Discovering the Geo in Social Media data

This blog is based on research undertaken for The Contagion project at  The University of Exeter

This week Scraperwiki announced that their scraping service would now carry the functionality to include user location information in Twitter datasets. For non-programming geographers and others wanting to explore the geographic origins of social media postings, this opened up an important dimension of digital data. Of course there are many projects and users who have been successfully geolocating Twitter data by accessing the API, developing bespoke tools, such as Floating Sheep, Tweet Map or through using paid-for platforms such as GNIP. However researchers using open source tools and with limited coding capabilities have been not been able to access Twitter’s geolocating potential.

As Scraperwiki’s announcement came on Monday 16th June, it seemed an obvious call to explore the global origins of #worldcup2014 tweets. A quick scrape harvested just under 20,000 tweets that included the additional metadata columns–user_time_zone and user_location. On cleaning in OpenRefine the dataset was reduced to 10,957. This significant reduction of the dataset was due to the number of blanks in the geolocated columns. As expected when using data scraped from users’ profiles, not every entry contained useful information. User location is based on the stated location from a user’s profile. This could be helpfully accurate, such as London, UK, or creatively inaccurate such as ‘Middle-Earth’ or vague, such as ‘Worldwide’ or ‘everywhere’. The information in the time zone column hopefully would be accurate. However one anomaly in this column stood out –the official FIFA 2014 profile -@2014_FIFA was given the time zone of Chennai (which is in India) and the user location of Brazil. This does not fit with their profile or their expected current activity. An SQL query in Open Office revealed some of the most popular timezone results, giving London, UK 10.4% of time zone entries. However results with ‘null’ were 32% of entries pointing again to the limitations of this time zone information.

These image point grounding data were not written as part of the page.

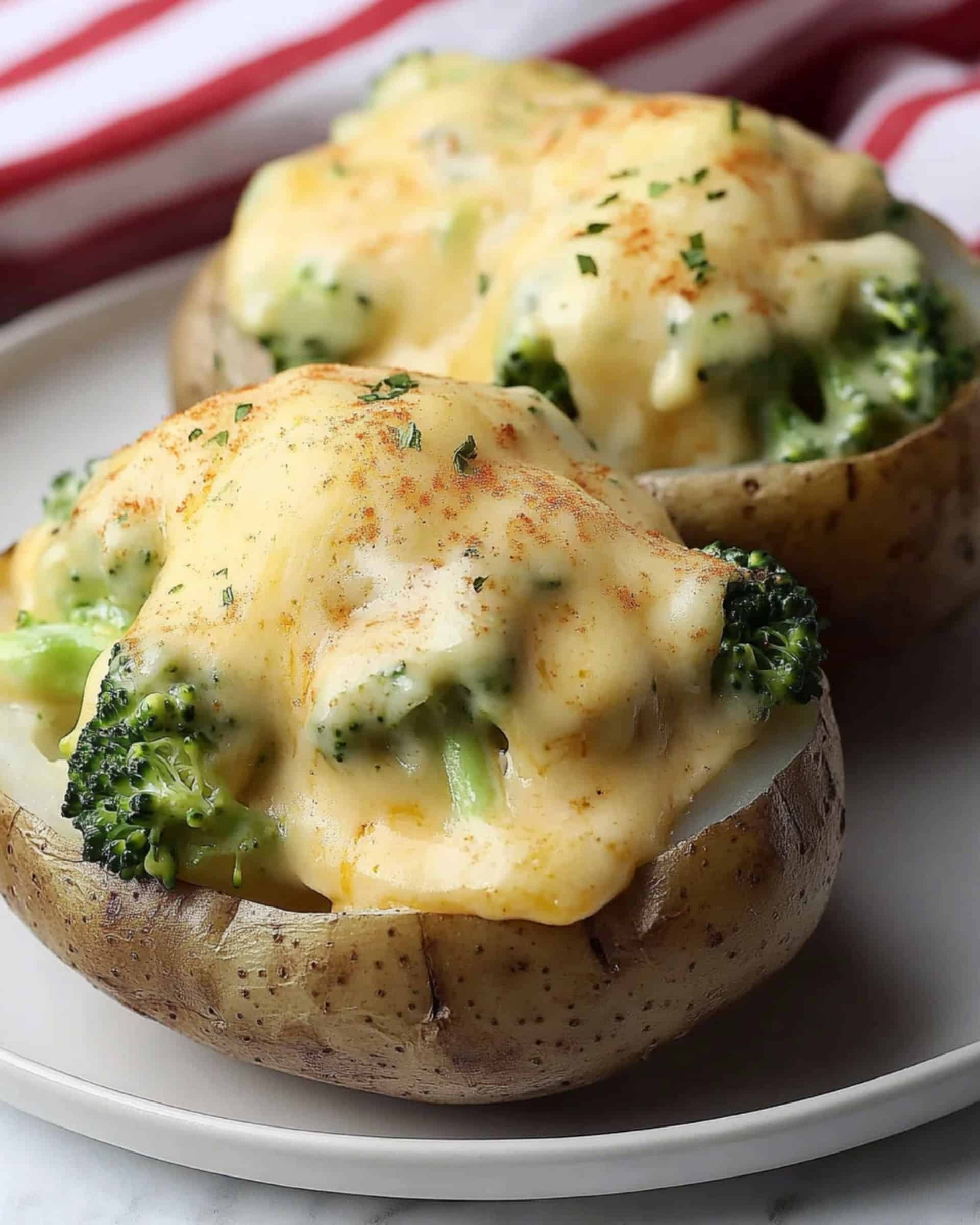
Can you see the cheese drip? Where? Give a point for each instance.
(657, 248)
(344, 567)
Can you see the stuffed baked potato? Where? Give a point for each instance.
(722, 302)
(406, 746)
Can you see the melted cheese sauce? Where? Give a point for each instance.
(299, 548)
(658, 243)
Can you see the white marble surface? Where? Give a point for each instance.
(930, 1177)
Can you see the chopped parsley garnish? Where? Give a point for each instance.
(390, 387)
(734, 114)
(463, 455)
(409, 439)
(587, 266)
(696, 258)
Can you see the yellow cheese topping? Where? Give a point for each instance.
(653, 247)
(354, 574)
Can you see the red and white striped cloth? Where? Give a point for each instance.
(128, 130)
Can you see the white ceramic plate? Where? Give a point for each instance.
(871, 1031)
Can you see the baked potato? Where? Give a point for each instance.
(412, 751)
(723, 303)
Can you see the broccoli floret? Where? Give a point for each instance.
(397, 711)
(64, 492)
(144, 791)
(892, 368)
(531, 363)
(320, 319)
(51, 663)
(771, 651)
(463, 739)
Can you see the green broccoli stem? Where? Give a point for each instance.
(463, 749)
(51, 663)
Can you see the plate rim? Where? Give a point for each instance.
(874, 1109)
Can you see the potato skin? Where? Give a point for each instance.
(887, 542)
(207, 352)
(452, 1009)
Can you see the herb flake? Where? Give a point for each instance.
(734, 114)
(587, 266)
(390, 387)
(696, 259)
(463, 455)
(409, 438)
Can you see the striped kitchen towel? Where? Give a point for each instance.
(128, 130)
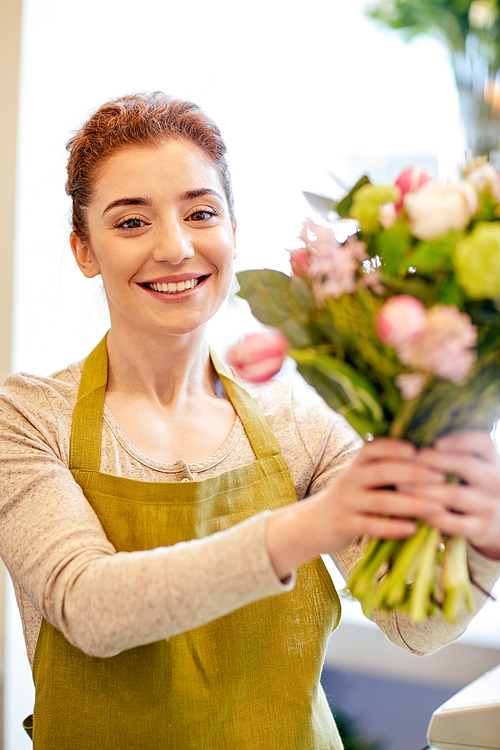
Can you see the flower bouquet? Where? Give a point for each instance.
(398, 329)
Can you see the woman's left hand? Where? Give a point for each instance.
(471, 510)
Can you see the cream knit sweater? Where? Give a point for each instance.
(65, 570)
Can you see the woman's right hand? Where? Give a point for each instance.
(370, 497)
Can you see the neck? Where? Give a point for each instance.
(167, 369)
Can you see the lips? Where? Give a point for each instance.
(174, 287)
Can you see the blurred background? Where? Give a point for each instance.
(300, 91)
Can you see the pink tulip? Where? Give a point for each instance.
(409, 181)
(299, 260)
(400, 319)
(259, 356)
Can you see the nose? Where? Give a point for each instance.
(173, 243)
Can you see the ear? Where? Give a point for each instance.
(84, 257)
(234, 240)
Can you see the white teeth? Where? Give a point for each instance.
(172, 287)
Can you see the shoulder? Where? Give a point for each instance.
(32, 405)
(25, 389)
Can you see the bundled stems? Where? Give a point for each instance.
(417, 576)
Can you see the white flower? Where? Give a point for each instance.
(486, 177)
(436, 209)
(387, 215)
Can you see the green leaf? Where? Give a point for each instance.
(345, 204)
(359, 391)
(323, 205)
(328, 389)
(451, 293)
(278, 302)
(434, 255)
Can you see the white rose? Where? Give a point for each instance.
(437, 209)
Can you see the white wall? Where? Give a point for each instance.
(297, 88)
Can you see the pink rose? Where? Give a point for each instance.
(400, 319)
(445, 348)
(299, 260)
(437, 209)
(259, 356)
(409, 181)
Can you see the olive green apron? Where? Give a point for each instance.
(246, 681)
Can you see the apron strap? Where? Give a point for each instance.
(86, 429)
(256, 426)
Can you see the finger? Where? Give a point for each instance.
(477, 442)
(386, 528)
(475, 471)
(381, 448)
(456, 524)
(390, 473)
(390, 503)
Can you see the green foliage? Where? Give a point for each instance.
(281, 301)
(392, 247)
(352, 739)
(449, 20)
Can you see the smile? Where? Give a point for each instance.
(174, 287)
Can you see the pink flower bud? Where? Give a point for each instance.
(259, 356)
(300, 261)
(400, 319)
(409, 181)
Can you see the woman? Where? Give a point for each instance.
(149, 520)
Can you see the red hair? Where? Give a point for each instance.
(139, 119)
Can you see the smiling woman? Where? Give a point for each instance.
(149, 508)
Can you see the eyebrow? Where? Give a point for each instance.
(188, 195)
(127, 202)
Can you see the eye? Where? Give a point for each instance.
(202, 214)
(133, 223)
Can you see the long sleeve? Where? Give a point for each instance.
(59, 557)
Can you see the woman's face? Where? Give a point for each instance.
(160, 237)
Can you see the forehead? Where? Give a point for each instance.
(170, 166)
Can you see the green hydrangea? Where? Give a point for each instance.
(477, 261)
(366, 205)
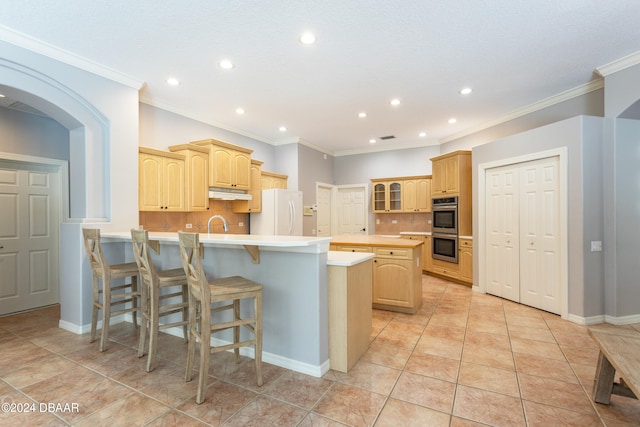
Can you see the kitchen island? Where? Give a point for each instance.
(397, 269)
(293, 272)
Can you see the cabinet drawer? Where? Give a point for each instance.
(351, 248)
(395, 253)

This dataset was then uploaded to a Google Fusion table that created a map based on the results for user location


This quick and dirty geolocation exercise based on a trending hashtag provides a window into the global spread of #worldcup2014 Twitter activity. This dataset provides an antidote to the dominance of Twitter analysis based on English speaking countries. Clusters are seen not only in the UK and the USA, but are also visible in India, Japan, East Africa, Indonesia and Malaysia.

It is, however limited -32% of the cleaned dataset is shown to have a ‘null’ entry. If this number was combined with the 9,031 blanks removed on cleaning, this figure would significantly rise.